(BiotechFinances n°991 lundi 20 juin 2022) Portée par Eurordis et soutenue par l’actuelle présidence française de l’Union Européenne ainsi que par la République Tchèque qui entrera en action très prochainement, l’idée d’un fonds européen destiné à financer les études de données de vie réelle (RWE) post AMM dans les maladies rares progresse à grand pas. Ce fonds se concentrerait initialement sur de très petites populations et des traitements complexes, compte tenu du niveau d’incertitudes au lancement associées à ces thérapies. Nous avons souhaité en savoir plus avec Yann le Cam, dg d’Eurordis.
BiotechFinances : Les données de vie réelle constituent un des points clefs de votre proposition commune avec l’EFPIA. Comment avez-vous abordé cette question ?
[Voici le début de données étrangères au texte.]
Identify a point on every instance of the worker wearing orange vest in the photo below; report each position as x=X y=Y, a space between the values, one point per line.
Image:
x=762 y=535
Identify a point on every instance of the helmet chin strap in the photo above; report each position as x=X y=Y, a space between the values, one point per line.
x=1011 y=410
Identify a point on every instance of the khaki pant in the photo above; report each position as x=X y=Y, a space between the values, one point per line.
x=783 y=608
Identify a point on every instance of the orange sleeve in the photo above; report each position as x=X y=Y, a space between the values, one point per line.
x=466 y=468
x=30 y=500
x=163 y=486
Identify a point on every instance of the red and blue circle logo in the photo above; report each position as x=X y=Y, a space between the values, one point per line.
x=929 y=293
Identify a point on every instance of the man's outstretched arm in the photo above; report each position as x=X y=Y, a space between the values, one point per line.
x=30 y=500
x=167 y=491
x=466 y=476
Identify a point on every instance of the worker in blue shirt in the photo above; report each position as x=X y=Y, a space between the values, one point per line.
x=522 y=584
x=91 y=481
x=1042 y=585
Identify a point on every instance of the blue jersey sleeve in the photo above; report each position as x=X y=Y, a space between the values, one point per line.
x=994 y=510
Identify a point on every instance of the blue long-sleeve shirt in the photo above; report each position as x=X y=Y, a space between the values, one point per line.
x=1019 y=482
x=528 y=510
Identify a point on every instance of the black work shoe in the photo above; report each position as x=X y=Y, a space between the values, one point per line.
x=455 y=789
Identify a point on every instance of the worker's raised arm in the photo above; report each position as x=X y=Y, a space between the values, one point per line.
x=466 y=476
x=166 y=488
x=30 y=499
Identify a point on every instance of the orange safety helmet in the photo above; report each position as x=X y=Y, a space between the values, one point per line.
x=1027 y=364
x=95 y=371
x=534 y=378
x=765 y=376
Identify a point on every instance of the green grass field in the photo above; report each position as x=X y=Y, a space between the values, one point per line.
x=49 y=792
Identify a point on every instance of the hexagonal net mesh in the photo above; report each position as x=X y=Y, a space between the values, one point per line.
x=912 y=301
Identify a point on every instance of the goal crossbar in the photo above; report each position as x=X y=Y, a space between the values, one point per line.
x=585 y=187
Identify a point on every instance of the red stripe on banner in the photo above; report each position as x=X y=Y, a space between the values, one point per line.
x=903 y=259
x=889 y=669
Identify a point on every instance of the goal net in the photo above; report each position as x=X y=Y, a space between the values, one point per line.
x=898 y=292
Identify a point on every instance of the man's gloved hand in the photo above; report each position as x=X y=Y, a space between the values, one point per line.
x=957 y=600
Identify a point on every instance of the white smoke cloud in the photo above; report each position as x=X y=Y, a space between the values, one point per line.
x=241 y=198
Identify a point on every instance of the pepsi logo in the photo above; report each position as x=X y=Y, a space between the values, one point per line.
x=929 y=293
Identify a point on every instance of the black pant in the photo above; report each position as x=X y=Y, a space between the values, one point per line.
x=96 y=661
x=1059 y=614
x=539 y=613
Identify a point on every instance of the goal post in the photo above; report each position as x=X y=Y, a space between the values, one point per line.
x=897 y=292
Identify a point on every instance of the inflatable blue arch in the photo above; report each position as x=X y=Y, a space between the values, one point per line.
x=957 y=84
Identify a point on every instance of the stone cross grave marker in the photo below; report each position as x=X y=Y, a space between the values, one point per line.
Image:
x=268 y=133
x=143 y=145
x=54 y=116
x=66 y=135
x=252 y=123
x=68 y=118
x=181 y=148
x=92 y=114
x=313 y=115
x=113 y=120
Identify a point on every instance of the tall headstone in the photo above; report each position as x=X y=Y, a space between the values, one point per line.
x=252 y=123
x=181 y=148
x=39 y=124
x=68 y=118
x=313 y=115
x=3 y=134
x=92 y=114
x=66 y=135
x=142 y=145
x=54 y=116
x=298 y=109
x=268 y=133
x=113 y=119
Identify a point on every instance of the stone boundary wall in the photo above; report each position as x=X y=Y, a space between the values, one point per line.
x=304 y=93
Yann le Cam : Nous sommes rapidement tombés d’accord sur l’importance des données de vie réelle. Le problème principal concernant les maladies rares tient au fait que les traitements les plus innovants, ceux qui ont le potentiel le plus positif pour les patients, sont approuvés à des stades précoces de développement. Cela signifie que le niveau des données collectées est tout de même limité et donc le degré d’incertitude élevé. En termes d’efficacité et de sécurité, de ratio bénéfice risque, évidemment les signaux sont positifs mais cependant, c’est souvent insuffisant pour faire une évaluation d’efficience. Mais pour savoir si le traitement est finalement curatif ou transformatif à long terme, il faut encore approfondir la connaissance. Cette incertitude qui pèse sur les thérapies contre les maladies rares est une véritable préoccupation pour les évaluateurs et les payeurs et devient de fait un problème pour le producteur mais aussi les malades et les médecins. Il est désormais possible grâce à la santé numérique de collecter les données plus facilement, d’affiner l’impact sur les clinical endpoints et également sur les autres éléments d’amélioration de qualité de vie, d’améliorations fonctionnelles.
BF : Quels sont les étapes importantes à franchir ?
Yann le Cam : Dans notre domaine particulier et là aussi les industriels nous rejoignent, nous avons tous compris que le plan de génération de données post AMM n’a de sens que s’il est défini au niveau européen. Il faut des questions communes dans tous les pays pour pouvoir concentrer des remontées de données de patients suffisantes. Nous sommes tous d’accord sur ce point. C’est important car il y a encore 4 ans, l’EFPIA n’était pas favorable comme elle l’est devenue aujourd’hui au règlement européen sur l’évaluation des technologies de santé (HTA). Le HTA a été finalement adopté et sa mise en œuvre va être effective en 2025 sur les thérapies avancées, les cancers y compris rares et en 2028 pour tous les traitements des maladies rares dont les médicaments orphelins. Désormais, tout le monde avance dans le même sens. Il reste du travail à faire aussi sur la négociation et l’achat conjoint. Mais sur ces questions nous avons des oppositions.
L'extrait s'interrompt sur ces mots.